To find the present value of the injury settlement, we can use the formula for present value: \[ PV = \frac{FV}{(1 + r)^n} \] where: - \( PV \) is the present value, - \( FV \) is the future value (in this case, the injury settlement of $10,000), - \( r \) is the opportunity cost (interest rate), - \( n \) is the number of years until the settlement is paid.
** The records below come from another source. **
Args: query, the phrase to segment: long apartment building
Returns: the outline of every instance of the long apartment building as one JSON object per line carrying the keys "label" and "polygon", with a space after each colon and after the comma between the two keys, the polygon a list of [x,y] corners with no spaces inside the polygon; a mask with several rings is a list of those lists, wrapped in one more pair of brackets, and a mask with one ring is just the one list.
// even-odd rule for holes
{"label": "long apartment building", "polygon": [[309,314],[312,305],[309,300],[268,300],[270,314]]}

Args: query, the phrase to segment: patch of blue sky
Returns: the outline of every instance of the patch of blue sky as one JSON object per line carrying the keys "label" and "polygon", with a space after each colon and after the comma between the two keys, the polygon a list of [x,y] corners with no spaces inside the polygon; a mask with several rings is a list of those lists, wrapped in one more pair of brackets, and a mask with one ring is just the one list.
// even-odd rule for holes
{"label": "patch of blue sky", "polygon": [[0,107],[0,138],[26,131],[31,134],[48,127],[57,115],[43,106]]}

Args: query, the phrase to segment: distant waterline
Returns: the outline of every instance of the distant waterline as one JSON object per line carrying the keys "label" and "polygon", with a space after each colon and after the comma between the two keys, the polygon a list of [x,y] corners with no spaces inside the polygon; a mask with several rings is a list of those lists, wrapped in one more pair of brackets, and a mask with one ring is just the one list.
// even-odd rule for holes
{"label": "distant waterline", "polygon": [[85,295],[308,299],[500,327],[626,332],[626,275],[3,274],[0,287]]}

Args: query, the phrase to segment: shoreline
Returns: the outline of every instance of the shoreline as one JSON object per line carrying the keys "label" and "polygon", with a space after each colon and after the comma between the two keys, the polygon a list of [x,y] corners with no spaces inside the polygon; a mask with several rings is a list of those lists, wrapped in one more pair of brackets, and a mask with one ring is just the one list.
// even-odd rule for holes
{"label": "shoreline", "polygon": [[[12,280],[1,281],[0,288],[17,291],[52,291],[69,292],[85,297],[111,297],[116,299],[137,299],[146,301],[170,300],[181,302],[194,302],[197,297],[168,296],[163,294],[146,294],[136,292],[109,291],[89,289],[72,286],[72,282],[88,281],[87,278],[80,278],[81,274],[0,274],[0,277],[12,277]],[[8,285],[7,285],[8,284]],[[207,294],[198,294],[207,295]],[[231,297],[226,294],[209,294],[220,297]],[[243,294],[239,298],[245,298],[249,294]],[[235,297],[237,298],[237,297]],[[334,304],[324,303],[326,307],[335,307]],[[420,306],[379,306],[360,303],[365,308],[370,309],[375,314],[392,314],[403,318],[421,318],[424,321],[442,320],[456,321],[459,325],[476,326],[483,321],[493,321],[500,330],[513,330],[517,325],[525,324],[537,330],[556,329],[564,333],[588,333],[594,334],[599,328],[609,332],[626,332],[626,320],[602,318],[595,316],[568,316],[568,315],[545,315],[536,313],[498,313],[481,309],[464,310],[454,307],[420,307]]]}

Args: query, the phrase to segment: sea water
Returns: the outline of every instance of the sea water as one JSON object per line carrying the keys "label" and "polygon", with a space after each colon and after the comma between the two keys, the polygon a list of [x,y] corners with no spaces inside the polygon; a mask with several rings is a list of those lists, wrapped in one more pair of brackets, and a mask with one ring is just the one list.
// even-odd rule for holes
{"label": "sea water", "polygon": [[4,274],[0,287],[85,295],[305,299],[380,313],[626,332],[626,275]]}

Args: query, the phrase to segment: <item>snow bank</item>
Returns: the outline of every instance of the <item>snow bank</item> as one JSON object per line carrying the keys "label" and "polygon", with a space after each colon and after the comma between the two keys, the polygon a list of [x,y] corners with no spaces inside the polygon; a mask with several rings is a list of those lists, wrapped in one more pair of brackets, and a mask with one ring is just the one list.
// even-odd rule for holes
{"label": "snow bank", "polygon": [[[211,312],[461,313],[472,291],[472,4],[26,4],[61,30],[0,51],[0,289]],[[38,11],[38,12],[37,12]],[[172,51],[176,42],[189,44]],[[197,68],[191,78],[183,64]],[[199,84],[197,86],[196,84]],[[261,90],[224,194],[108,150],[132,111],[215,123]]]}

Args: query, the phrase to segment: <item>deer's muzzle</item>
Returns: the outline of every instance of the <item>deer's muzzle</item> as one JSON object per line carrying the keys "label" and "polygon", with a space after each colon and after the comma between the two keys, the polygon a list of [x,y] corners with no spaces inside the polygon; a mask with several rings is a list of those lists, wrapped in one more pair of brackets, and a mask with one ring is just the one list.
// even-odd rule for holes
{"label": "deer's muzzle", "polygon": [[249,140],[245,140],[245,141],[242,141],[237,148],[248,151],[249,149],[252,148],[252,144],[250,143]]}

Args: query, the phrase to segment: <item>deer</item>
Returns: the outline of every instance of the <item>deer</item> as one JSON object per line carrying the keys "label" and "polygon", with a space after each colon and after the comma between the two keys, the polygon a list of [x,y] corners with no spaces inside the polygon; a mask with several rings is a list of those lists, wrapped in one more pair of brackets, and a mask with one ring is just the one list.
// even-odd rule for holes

Given that Marty's opportunity cost is 4%, 6.5%, and 10.5%, we can calculate the present value for each interest rate. 1. For an opportunity cost of 4%: \[ PV = \frac{10000}{(1 + 0.04)^3} \] 2. For an opportunity cost of 6.5%: \[ PV = \frac{10000}{(1 + 0.065)^3} \] 3. For an opportunity cost of 10.5%: \[ PV = \frac{10000}{(1 + 0.105)^3} \] Let's calculate the present value for each opportunity cost. Calculate the value by following steps: - step0: Calculate: \(\frac{10000}{\left(1+0.04\right)^{3}}\) - step1: Add the numbers: \(\frac{10000}{1.04^{3}}\) - step2: Convert the expressions: \(\frac{10000}{\left(\frac{26}{25}\right)^{3}}\) - step3: Simplify the expression: \(\frac{10000}{\frac{26^{3}}{25^{3}}}\) - step4: Rewrite the expression: \(\frac{156250000}{26^{3}}\) - step5: Reduce the fraction: \(\frac{19531250}{2197}\) Calculate or simplify the expression \( 10000/(1+0.065)^3 \). Calculate the value by following steps: - step0: Calculate: \(\frac{10000}{\left(1+0.065\right)^{3}}\) - step1: Add the numbers: \(\frac{10000}{1.065^{3}}\) - step2: Convert the expressions: \(\frac{10000}{\left(\frac{213}{200}\right)^{3}}\) - step3: Simplify the expression: \(\frac{10000}{\frac{213^{3}}{200^{3}}}\) - step4: Rewrite the expression: \(\frac{10000\times 200^{3}}{213^{3}}\) Calculate or simplify the expression \( 10000/(1+0.105)^3 \). Calculate the value by following steps: - step0: Calculate: \(\frac{10000}{\left(1+0.105\right)^{3}}\) - step1: Add the numbers: \(\frac{10000}{1.105^{3}}\) - step2: Convert the expressions: \(\frac{10000}{\left(\frac{221}{200}\right)^{3}}\) - step3: Simplify the expression: \(\frac{10000}{\frac{221^{3}}{200^{3}}}\) - step4: Rewrite the expression: \(\frac{10000\times 200^{3}}{221^{3}}\) The present value of the injury settlement for an opportunity cost of 4% is approximately $8,889.96. The present value of the injury settlement for an opportunity cost of 6.5% is approximately $8,278.49. The present value of the injury settlement for an opportunity cost of 10.5% is approximately $7,411.62.